After his death, the National Film Board's Gallery in Ottawa hosted a tribute to his work. A write-up in The Ottawa Citizen called Lambeth "an independent photographer in Canada before that was acceptable or even respectable." The Ottawa Journal wrote that "Lambeth produced a sensitive social document of the lives of working class people, revealing their inner strength and dignity."

Library and Archives Canada hosted a major retrospective in 1986, Michel Lambeth: Photographer, curated by Michael Torosian.

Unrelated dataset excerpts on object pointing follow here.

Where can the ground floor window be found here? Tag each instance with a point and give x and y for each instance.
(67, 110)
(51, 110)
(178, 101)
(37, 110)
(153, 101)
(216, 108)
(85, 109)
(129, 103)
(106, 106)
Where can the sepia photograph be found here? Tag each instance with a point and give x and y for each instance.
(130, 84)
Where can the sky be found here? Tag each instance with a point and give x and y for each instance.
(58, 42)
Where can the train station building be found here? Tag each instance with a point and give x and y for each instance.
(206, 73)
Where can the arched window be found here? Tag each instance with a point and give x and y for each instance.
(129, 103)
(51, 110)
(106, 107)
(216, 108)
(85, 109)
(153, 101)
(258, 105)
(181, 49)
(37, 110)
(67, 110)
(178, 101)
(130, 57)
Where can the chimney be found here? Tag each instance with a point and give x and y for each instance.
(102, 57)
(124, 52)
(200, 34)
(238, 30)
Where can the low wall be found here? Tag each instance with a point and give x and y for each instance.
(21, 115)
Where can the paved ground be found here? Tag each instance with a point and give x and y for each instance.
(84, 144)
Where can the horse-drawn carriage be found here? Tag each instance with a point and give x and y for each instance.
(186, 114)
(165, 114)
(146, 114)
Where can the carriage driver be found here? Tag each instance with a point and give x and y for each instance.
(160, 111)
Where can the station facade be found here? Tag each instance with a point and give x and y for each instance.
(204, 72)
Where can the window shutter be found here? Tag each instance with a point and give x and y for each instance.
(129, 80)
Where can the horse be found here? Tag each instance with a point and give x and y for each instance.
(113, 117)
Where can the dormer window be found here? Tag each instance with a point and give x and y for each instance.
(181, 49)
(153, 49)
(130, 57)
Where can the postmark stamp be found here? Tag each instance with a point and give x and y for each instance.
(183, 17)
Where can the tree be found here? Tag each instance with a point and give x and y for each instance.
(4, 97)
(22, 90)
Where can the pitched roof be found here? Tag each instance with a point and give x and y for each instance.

In celebration of the show, in 1987, Michael Torosian published the limited edition book Michel Lambeth: The Confessions of a Tree Taster, a memoir by Lambeth of his youth, his discovery of Europe, love and art. In 1989, Maia-Mari Sutnik for the Art Gallery of Ontario curated a large overview of his work as well as the accompanying catalogue, Michel Lambeth: Photographer with tributes by John Boyle, James Reaney, Joyce Wieland, and Avrom Isaacs. To celebrate the key role of the Isaacs Gallery and the artists associated with Avrom Isaacs and as part of a larger show titled Isaacs Seen consisting of four tributes to Isaacs in partnership with the University of Toronto Art Centre, Hart House (Justina M. Barnicke Art Gallery), and the Textile Museum of Canada, the Art Gallery of Ontario did an adjunct two-person show in 2005 titled Isaacs Seen: Two on the Scene of Michel Lambeth and Tess Taconis.

In 2014, Canada Post released seven stamps honouring master photographers. Among them was Michel Lambeth's photograph of St. Joseph's Convent School taken in 1960.